Common Blunders While Curling Your Hair
Styling your own hair is not as simple as it appears. When using hot tools, it’s easy to get into the habit of doing something that could be damaging your strands without even realizing it. Heat styling can be difficult even for professionals because it can easily result in breakage and damage. If you’ve ever curled your hair with a curling wand or iron, you’ve probably made some mistakes.
While the mistakes listed below aren’t the end of the world (or your hair), they’re not ones you want to make again.
Use a heat protectant
You should use a heat protectant on your hair before you use your hot tool of choice. A heat protectant adds a barrier between the tool and your strands to lock in moisture and battle frizz, reducing the damage caused by hot tools. They come in a variety of compositions, but sprays are the easiest to deal with and get the work done.
Increasing the heat
It’s tempting to set a curling wand’s temperature to the maximum setting. After all, the higher the temperature, the quicker your hair curls, right? Sure, but you’ll be causing damage to your locks as a result. Extreme damage can be caused by too much heat in a short period of time. Experts advise against using a heat tool with a temperature of 400 degrees, regardless of how thin or thick your hair is (the maximum on most tools).It’s best if you practice patience and give yourself more time. Therefore, you should always choose the best curling iron or wand with temperature control.

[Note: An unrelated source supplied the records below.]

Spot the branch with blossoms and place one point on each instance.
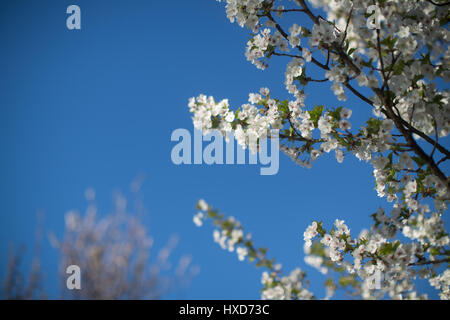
(230, 236)
(395, 66)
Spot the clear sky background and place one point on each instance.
(96, 107)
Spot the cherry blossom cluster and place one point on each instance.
(230, 236)
(394, 58)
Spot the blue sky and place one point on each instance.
(95, 107)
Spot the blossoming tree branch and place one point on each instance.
(393, 56)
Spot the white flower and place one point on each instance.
(198, 219)
(242, 253)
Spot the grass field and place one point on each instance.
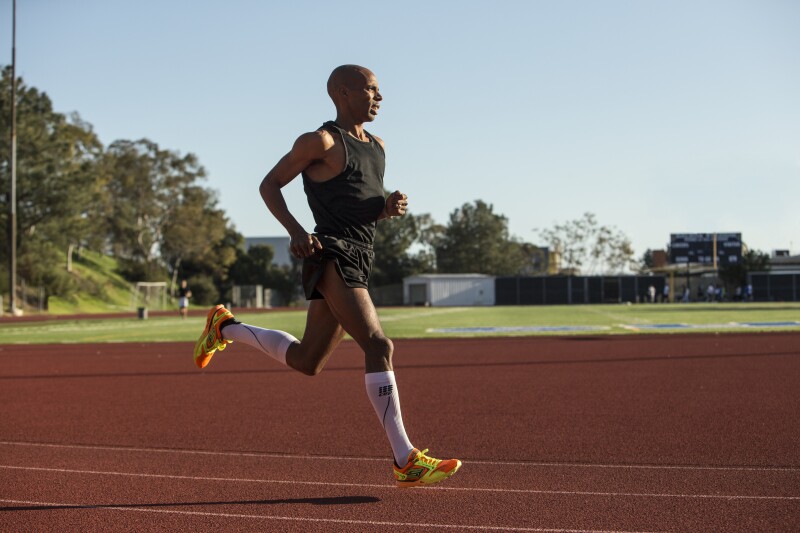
(414, 322)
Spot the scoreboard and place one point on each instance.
(703, 248)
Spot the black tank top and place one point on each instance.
(349, 204)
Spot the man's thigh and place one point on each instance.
(352, 307)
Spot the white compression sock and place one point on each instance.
(270, 341)
(382, 392)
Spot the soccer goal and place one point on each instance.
(150, 295)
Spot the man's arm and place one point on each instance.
(307, 149)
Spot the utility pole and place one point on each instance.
(12, 198)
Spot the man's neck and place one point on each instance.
(354, 129)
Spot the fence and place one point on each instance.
(565, 290)
(774, 287)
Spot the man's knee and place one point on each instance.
(380, 347)
(307, 367)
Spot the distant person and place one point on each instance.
(342, 168)
(710, 292)
(184, 293)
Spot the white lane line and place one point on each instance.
(308, 519)
(392, 487)
(269, 455)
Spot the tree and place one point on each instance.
(584, 245)
(196, 233)
(255, 267)
(477, 240)
(146, 189)
(393, 240)
(56, 188)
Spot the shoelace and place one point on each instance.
(427, 460)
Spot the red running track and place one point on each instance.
(635, 433)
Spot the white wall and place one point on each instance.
(447, 290)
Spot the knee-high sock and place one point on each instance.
(382, 392)
(270, 341)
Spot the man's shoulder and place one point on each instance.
(315, 142)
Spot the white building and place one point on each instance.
(449, 289)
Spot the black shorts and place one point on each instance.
(353, 262)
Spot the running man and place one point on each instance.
(342, 167)
(184, 293)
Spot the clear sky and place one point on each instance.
(658, 116)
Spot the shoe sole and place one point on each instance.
(420, 483)
(201, 359)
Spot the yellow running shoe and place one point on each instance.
(211, 340)
(424, 470)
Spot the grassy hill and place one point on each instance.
(101, 288)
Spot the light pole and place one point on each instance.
(12, 197)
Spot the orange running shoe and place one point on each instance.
(424, 470)
(211, 340)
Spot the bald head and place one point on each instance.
(347, 76)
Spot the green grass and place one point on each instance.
(97, 274)
(415, 322)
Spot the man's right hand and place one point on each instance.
(304, 244)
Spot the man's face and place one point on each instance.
(364, 97)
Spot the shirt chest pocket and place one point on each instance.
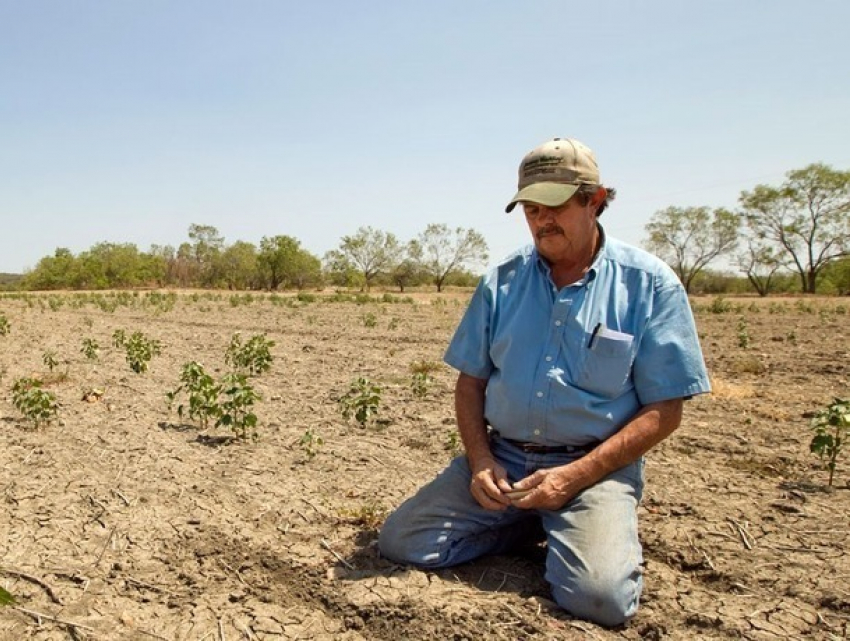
(605, 367)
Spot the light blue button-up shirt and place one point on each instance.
(572, 366)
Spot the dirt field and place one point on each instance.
(120, 521)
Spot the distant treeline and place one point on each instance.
(785, 239)
(438, 257)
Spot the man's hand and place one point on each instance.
(550, 489)
(489, 484)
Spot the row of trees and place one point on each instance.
(801, 227)
(438, 255)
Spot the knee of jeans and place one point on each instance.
(599, 600)
(398, 543)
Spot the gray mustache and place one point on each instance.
(549, 231)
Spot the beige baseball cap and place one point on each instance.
(551, 173)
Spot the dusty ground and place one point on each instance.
(119, 521)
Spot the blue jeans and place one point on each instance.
(594, 557)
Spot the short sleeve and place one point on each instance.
(469, 349)
(669, 362)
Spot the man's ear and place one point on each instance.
(599, 197)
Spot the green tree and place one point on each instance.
(807, 218)
(52, 272)
(446, 250)
(760, 264)
(239, 265)
(110, 265)
(408, 270)
(283, 262)
(207, 246)
(369, 251)
(689, 238)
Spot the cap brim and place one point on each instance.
(548, 194)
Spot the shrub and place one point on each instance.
(35, 403)
(361, 401)
(419, 384)
(49, 359)
(90, 349)
(832, 427)
(237, 406)
(253, 357)
(202, 394)
(140, 350)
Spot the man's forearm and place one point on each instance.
(651, 425)
(469, 409)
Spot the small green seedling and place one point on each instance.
(311, 443)
(6, 598)
(49, 359)
(252, 357)
(419, 384)
(361, 401)
(36, 404)
(453, 444)
(831, 426)
(202, 392)
(90, 349)
(140, 350)
(119, 338)
(236, 408)
(743, 333)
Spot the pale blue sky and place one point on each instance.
(128, 121)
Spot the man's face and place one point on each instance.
(563, 233)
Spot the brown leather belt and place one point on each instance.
(537, 448)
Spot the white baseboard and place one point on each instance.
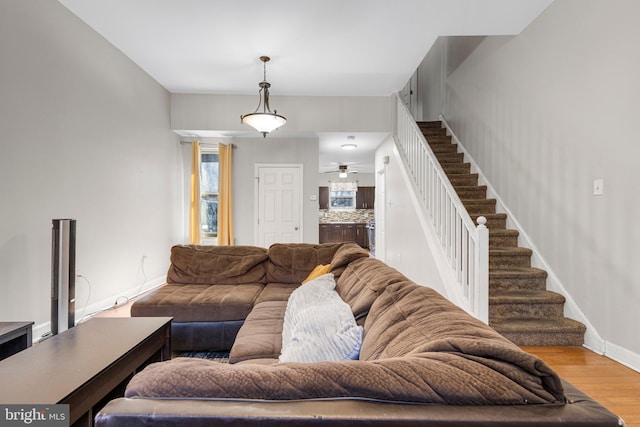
(42, 329)
(622, 356)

A simple tip to remember is that if your hair starts to smoke, your tool is too hot.
Allowing the curls to fall naturally as soon as they are removed from the tool
Consider what you’ll do with the portion of hair you just curled when you remove it from the wand. Most of the time, you just let it fall to your shoulders and move on to the next area. That’s nice, but there’s a more efficient method. It will last better and come out stronger if you hold the curl up in the palm of your hand and let it cool that way. Depending on the effect you’re going for, you can hold it in your hand or gently pin it up until you’re finished.
Using the incorrect tool size
Curling wands come in a variety of shapes and sizes for a reason: different shapes generate varied results. If you desire loose curls but usually end up with tight curls after curling your hair, you’re definitely using the wrong size barrel. Choose a barrel with a diameter of one or two inches if you want loose curls. A.75-inch or one-inch barrel will give you tighter curls.
Curling in the incorrect direction
It’s possible that you’re curling your hair in the wrong way if you never get the precise result you want. Curl your hair away from your face rather than towards it if you want a more beautiful, wavy look. Curl each part in the same way unless you want your curls to seem elegant and tight. Curl different areas of your curls in different ways to make them look natural.
Hairspray only at the end
When curling hair, many wait until they’re done before they use a spritz. They then spritz a torrent of hairspray all over the head. That will work, but if you want your curls to last, you’ll need to use hairspray all the way through the curling process.
This is particularly true if you have fine hair that struggles to hold a curl or if your hair is very soft after washing. Spray lightly with hair spray each time you put a segment around the barrel, then let it down.
Too much time spent with hair styling tool
Many individuals believe that the tighter the curl, the longer it will last. That may be true, but wrapping your hair around a hot hair curling iron for an extended period of time is tantamount to begging for it to burn off. If you leave your hair on the barrel for more than eight to ten seconds, your strands will be significantly damaged.